Les auditions du putsch manqué se poursuivent devant le tribunal militaire. Ce vendredi 23 novembre 2018, deux accusés se sont succédé à la barre.
Le premier accusé qui est passé à la barre est Faiçal Nanema. Poursuivi pour complicité de dégradation volontaire aggravée de biens et pour recel, il avait été entendu les 5 et 8 octobre devant cette même cour. Durant cette audition, l’accusé avait chargé le caporal Sami Dah (défendu par le même avocat, Me Arnaud Sampébré) en le taxant de « suspect sérieux ».

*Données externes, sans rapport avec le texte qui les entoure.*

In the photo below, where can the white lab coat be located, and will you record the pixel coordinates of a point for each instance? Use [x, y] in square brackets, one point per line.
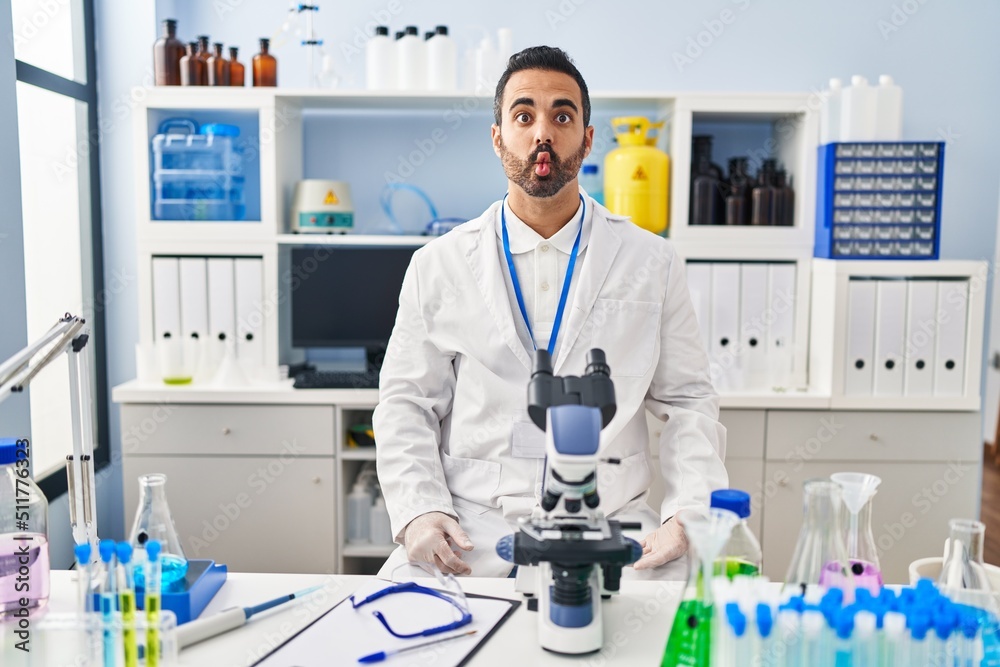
[455, 380]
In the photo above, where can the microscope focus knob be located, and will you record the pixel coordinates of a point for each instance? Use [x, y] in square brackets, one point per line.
[505, 548]
[549, 501]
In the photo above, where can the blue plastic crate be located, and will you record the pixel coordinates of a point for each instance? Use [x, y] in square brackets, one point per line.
[879, 200]
[197, 173]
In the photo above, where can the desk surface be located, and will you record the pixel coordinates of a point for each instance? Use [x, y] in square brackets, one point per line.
[636, 623]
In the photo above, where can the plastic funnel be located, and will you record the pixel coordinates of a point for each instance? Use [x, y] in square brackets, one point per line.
[857, 488]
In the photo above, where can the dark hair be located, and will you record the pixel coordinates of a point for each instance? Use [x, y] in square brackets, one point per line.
[549, 58]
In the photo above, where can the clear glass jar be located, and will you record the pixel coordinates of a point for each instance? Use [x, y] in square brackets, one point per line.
[24, 543]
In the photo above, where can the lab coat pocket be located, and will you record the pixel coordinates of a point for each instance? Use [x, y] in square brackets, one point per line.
[621, 483]
[472, 482]
[627, 332]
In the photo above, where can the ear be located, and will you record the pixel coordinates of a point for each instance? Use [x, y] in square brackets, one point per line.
[495, 135]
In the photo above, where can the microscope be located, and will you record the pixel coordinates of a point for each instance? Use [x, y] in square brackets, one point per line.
[568, 553]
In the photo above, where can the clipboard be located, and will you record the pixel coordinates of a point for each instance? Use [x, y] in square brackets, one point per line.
[343, 634]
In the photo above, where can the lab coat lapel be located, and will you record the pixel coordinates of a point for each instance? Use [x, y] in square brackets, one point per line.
[484, 262]
[601, 251]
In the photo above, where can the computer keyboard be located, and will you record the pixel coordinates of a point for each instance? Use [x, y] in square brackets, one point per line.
[313, 379]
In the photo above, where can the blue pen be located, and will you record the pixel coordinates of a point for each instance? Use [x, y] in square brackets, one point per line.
[382, 655]
[108, 602]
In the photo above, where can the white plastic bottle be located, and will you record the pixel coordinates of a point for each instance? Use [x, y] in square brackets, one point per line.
[505, 48]
[889, 105]
[829, 117]
[442, 61]
[381, 532]
[858, 111]
[359, 515]
[486, 76]
[411, 61]
[380, 61]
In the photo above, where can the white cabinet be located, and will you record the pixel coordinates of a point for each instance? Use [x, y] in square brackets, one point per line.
[929, 462]
[253, 513]
[251, 486]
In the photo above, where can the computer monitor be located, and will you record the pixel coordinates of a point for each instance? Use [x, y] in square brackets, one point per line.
[346, 296]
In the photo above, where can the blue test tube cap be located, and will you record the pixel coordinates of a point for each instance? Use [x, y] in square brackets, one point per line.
[765, 619]
[920, 625]
[82, 552]
[737, 621]
[153, 550]
[124, 552]
[845, 623]
[107, 550]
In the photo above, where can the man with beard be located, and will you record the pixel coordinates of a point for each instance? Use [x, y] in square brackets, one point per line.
[545, 268]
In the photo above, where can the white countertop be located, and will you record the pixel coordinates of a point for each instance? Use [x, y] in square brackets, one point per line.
[636, 623]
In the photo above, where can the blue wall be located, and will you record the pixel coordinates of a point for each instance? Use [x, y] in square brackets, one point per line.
[944, 55]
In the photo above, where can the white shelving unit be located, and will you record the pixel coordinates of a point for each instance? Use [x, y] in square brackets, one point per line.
[274, 120]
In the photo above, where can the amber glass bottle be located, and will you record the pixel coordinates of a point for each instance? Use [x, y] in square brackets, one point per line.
[167, 54]
[236, 69]
[204, 51]
[192, 67]
[218, 68]
[265, 67]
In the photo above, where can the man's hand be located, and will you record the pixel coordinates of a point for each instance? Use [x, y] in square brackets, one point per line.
[426, 539]
[666, 543]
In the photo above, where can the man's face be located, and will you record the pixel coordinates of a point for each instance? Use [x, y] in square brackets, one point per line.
[542, 140]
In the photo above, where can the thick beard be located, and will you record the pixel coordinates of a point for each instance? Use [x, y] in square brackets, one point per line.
[561, 171]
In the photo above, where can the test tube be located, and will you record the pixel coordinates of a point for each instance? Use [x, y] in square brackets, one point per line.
[83, 580]
[126, 601]
[789, 652]
[865, 653]
[152, 574]
[812, 639]
[108, 602]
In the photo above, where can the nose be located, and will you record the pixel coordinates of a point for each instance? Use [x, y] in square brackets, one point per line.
[543, 131]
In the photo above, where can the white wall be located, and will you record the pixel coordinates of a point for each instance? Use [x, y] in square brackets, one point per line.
[944, 55]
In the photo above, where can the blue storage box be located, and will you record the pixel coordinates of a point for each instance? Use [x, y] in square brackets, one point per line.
[197, 172]
[879, 200]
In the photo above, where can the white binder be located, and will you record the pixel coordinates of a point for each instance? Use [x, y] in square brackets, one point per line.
[725, 325]
[754, 317]
[699, 279]
[781, 331]
[949, 359]
[249, 272]
[221, 299]
[921, 334]
[890, 330]
[166, 298]
[858, 375]
[194, 297]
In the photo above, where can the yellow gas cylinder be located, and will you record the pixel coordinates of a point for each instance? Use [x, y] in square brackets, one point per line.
[637, 174]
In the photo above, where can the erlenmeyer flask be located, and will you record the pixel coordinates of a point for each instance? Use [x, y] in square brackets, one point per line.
[858, 489]
[963, 557]
[154, 522]
[820, 556]
[690, 636]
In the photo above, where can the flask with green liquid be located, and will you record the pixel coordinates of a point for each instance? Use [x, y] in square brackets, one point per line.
[690, 636]
[742, 554]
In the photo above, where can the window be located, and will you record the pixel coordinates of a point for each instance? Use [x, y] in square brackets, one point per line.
[57, 130]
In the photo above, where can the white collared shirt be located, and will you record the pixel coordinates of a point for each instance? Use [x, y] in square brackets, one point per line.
[541, 267]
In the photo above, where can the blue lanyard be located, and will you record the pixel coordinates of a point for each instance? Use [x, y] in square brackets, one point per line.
[566, 280]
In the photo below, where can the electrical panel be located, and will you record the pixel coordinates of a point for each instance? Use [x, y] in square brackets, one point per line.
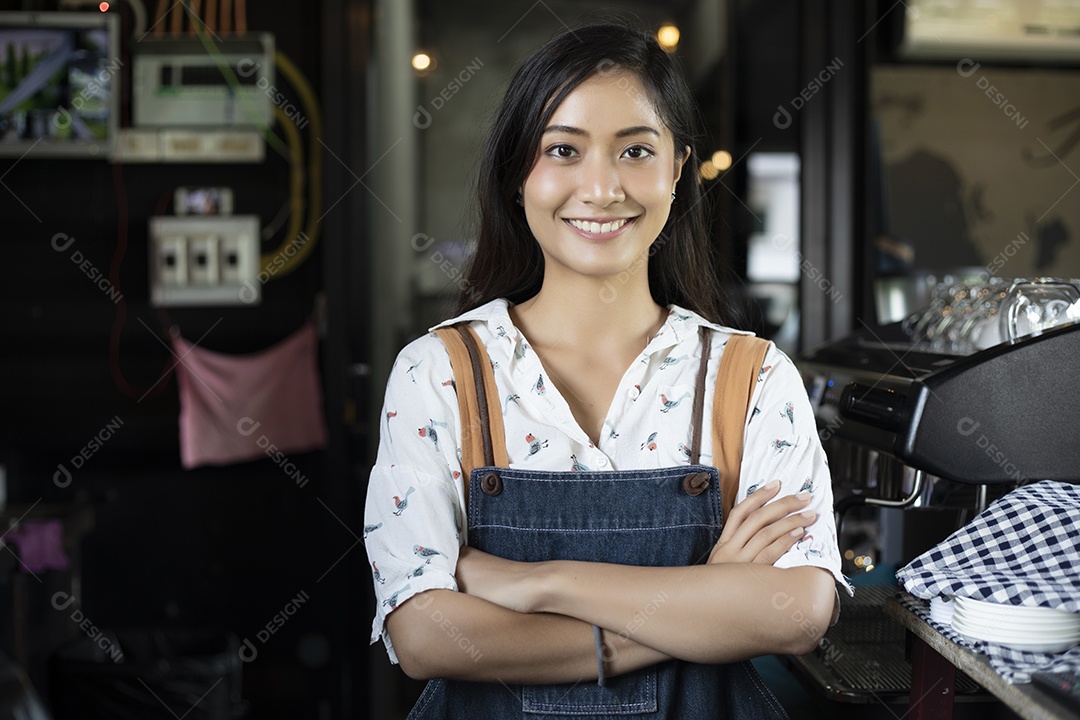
[181, 82]
[205, 260]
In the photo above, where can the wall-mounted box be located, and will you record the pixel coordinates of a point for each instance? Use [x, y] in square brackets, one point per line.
[204, 260]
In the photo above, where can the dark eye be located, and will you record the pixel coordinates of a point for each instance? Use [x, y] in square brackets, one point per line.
[637, 152]
[563, 151]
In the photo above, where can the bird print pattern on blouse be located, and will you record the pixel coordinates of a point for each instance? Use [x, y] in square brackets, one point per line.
[414, 522]
[671, 405]
[402, 503]
[535, 445]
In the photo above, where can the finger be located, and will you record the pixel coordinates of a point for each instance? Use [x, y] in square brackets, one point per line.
[744, 510]
[771, 552]
[757, 519]
[779, 531]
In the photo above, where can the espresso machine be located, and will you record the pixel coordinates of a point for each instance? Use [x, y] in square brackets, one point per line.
[918, 444]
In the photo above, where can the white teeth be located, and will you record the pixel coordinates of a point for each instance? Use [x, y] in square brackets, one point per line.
[596, 228]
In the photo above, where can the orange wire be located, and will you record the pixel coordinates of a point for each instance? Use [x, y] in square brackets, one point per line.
[196, 8]
[162, 10]
[211, 19]
[176, 19]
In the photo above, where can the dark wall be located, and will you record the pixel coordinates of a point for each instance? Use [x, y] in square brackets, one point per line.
[223, 548]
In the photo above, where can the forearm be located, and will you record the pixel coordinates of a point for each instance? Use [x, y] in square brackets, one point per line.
[444, 634]
[707, 613]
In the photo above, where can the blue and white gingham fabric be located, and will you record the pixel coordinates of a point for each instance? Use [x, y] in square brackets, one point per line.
[1023, 549]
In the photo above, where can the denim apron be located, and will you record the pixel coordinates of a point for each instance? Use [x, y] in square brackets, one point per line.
[664, 517]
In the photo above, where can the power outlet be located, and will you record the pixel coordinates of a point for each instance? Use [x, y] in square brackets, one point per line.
[172, 260]
[204, 260]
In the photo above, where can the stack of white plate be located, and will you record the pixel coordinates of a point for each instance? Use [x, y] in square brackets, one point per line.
[1035, 629]
[941, 610]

Cela, suite à la lecture, par le parquet militaire, d’une partie du procès-verbal du caporal qui accusait le sieur Nanéma d’avoir participé à la bastonnade de certains manifestants à l’hôtel Laïco, durant les évènements de septembre 2015. Conflit d’intérêts oblige, Me Sampébré, après avoir requis l’avis du bâtonnier, s’est déporté.
C’est défendu par Me Zaliatou Aoba, que l’accusé est entendu une fois de plus à la barre. Faiçal Nanéma, dans la même ligne de défense, clame son innocence. Il reconnaît avoir été au domicile de son « parrain », feu Salifou Diallo, le 17 septembre 2015, pour empêcher les jeunes de piller et de saccager ladite maison qui a finalement été incendiée le lendemain 18 septembre.

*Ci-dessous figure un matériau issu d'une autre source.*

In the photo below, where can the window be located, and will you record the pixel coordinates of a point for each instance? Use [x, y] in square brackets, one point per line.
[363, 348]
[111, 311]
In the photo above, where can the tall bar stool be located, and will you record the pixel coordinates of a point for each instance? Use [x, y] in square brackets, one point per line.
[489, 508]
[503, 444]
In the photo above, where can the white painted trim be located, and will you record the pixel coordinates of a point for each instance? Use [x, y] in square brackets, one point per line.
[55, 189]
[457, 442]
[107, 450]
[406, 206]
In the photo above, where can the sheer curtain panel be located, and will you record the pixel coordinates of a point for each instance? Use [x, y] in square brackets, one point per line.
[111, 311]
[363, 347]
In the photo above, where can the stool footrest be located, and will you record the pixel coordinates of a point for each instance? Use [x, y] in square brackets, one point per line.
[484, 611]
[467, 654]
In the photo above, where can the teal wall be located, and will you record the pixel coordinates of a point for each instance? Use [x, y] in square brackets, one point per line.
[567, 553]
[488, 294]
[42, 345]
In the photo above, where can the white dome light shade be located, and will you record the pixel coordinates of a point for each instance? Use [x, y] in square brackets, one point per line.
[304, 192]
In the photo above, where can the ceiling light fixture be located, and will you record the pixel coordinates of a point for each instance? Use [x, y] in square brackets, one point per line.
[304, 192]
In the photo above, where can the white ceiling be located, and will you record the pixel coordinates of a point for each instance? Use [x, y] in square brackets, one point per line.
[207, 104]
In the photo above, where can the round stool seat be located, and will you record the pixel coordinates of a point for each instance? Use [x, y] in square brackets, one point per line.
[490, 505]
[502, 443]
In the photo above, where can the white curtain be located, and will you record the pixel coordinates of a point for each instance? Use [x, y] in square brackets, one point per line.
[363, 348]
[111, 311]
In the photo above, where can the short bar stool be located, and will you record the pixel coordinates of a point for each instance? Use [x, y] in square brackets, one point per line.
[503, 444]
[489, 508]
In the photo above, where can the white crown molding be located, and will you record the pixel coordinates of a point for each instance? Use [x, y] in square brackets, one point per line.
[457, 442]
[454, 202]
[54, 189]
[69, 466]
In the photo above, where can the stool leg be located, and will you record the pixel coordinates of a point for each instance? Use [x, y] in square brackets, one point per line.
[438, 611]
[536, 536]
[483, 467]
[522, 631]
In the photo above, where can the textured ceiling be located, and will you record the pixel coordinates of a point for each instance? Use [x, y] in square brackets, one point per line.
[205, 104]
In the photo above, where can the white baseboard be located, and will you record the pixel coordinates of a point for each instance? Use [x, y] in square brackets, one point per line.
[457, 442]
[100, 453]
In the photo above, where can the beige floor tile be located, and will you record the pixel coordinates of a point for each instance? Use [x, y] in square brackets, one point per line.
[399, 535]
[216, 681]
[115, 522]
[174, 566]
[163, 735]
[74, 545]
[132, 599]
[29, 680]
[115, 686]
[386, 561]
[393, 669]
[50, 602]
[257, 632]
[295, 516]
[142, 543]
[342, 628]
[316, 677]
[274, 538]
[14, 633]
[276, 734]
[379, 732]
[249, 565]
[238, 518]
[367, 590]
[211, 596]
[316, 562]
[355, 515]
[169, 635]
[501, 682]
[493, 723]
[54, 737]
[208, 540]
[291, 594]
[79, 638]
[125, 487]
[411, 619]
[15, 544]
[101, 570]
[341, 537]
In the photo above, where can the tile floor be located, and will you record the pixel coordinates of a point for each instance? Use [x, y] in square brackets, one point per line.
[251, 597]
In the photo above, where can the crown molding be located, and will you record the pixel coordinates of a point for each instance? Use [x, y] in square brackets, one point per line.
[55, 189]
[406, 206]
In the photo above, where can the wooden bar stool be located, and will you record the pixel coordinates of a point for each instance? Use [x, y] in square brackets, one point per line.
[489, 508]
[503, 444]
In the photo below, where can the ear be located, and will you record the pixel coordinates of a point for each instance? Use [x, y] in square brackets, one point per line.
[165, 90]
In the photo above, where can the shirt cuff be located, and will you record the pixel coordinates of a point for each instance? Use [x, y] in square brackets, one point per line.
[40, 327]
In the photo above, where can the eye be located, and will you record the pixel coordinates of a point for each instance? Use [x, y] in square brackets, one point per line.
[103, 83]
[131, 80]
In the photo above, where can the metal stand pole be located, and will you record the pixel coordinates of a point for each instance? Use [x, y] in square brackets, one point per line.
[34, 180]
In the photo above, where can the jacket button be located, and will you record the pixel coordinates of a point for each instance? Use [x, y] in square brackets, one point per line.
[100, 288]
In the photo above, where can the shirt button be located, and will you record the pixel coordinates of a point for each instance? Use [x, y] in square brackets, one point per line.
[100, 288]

Il affirme ne s’y être pas rendu. Quant au matériel qu’on a retrouvé en sa possession, l’accusé est clair : il l’a acquis avec un marchand ambulant. C’est plus tard que ce matériel s’est avéré provenir du domicile de l’ancien président de l’Assemblée nationale.
Avant de quitter la barre, l’accusé a remercié des personnalités comme l’ancien président du Faso, Blaise Compaoré ; Léonce Koné ; le général Bassolé ; et son « tonton », le général Gilbert Diendéré, pour leur soutien depuis son arrestation. « L’engagement en politique, c’est aussi le cachot », lance-t-il ; ce qui a suscité des rires dans la salle.

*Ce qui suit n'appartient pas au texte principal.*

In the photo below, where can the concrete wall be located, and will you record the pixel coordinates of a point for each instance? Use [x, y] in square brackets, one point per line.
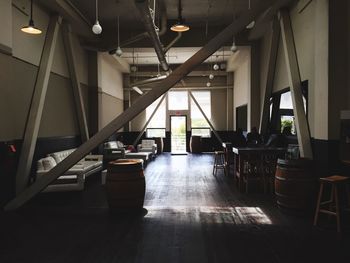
[110, 83]
[18, 74]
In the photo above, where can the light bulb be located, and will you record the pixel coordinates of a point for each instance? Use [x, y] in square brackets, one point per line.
[234, 48]
[96, 28]
[251, 25]
[119, 52]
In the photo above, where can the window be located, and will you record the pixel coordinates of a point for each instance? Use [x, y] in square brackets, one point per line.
[178, 100]
[155, 133]
[204, 100]
[203, 132]
[281, 109]
[200, 126]
[159, 118]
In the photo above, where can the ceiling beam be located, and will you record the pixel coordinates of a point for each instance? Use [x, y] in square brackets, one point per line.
[142, 103]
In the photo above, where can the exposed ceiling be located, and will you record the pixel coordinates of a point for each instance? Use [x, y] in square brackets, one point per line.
[205, 17]
[176, 55]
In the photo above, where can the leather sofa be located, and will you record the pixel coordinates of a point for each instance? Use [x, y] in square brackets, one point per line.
[148, 146]
[117, 150]
[74, 178]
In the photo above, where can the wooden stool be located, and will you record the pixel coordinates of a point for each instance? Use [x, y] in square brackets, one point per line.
[219, 162]
[334, 180]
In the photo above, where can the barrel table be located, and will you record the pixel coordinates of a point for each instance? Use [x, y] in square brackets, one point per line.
[296, 186]
[125, 185]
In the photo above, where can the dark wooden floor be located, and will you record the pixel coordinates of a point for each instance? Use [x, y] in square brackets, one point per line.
[192, 217]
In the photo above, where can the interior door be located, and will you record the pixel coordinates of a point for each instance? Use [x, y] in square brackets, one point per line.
[178, 134]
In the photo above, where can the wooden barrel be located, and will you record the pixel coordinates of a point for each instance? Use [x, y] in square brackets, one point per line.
[125, 185]
[296, 186]
[196, 144]
[160, 144]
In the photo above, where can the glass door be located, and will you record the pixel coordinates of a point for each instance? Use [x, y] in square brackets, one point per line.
[178, 134]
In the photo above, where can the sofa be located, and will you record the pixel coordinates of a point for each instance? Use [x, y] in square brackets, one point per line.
[74, 178]
[148, 146]
[117, 150]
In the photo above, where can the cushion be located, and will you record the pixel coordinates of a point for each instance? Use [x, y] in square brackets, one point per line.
[39, 165]
[48, 163]
[120, 144]
[147, 143]
[111, 145]
[59, 156]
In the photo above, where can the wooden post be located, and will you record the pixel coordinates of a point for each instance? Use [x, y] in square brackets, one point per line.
[265, 111]
[142, 103]
[206, 118]
[37, 104]
[72, 66]
[301, 123]
[148, 121]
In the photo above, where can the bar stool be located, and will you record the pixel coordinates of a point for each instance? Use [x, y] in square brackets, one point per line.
[335, 181]
[219, 162]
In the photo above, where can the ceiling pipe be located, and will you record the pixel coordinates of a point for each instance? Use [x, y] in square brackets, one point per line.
[139, 37]
[146, 18]
[148, 81]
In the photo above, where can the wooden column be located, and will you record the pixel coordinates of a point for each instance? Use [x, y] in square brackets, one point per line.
[142, 103]
[148, 121]
[265, 111]
[301, 123]
[78, 97]
[206, 118]
[37, 104]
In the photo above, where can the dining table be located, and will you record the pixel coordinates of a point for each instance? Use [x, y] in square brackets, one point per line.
[253, 163]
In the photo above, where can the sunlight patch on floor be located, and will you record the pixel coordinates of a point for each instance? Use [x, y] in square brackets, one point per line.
[213, 214]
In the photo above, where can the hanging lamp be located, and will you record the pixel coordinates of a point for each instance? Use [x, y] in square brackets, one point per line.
[180, 26]
[96, 28]
[30, 28]
[119, 51]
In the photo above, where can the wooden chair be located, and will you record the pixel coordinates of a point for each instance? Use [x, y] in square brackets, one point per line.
[333, 202]
[219, 162]
[252, 170]
[268, 169]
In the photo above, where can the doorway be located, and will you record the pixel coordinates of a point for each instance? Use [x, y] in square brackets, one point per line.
[178, 129]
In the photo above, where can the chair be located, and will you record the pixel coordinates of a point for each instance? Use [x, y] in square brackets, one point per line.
[147, 146]
[333, 202]
[219, 162]
[252, 167]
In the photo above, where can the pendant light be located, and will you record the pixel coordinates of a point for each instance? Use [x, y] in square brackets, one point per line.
[119, 51]
[234, 47]
[30, 28]
[251, 24]
[96, 28]
[180, 26]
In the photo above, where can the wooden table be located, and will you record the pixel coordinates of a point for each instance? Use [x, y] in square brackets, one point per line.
[256, 164]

L’accusé va plus loin en disant que lorsqu’on s’engage en politique, il faut s’attendre à faire de la prison. En plus de la prison, il y a la mort, l’exil et le pouvoir. Lui, en tous les cas, est prêt à mourir pour ses opinions politiques, à aller en prison, à être au pouvoir, mais pas à aller en exil.
« Tonton, je voulais vous dire merci beaucoup. C’est comme cela la vie. Quand on a la force, quand on est au pouvoir, on ne connaît pas ses vrais amis. C’est la mort qui va nous séparer. Je resterai toujours avec vous », adresse-t-il au général Diendéré. Il n’a pas manqué de souhaiter prompt rétablissement aux blessés et paix aux âmes de ceux qui sont morts pour défendre la démocratie.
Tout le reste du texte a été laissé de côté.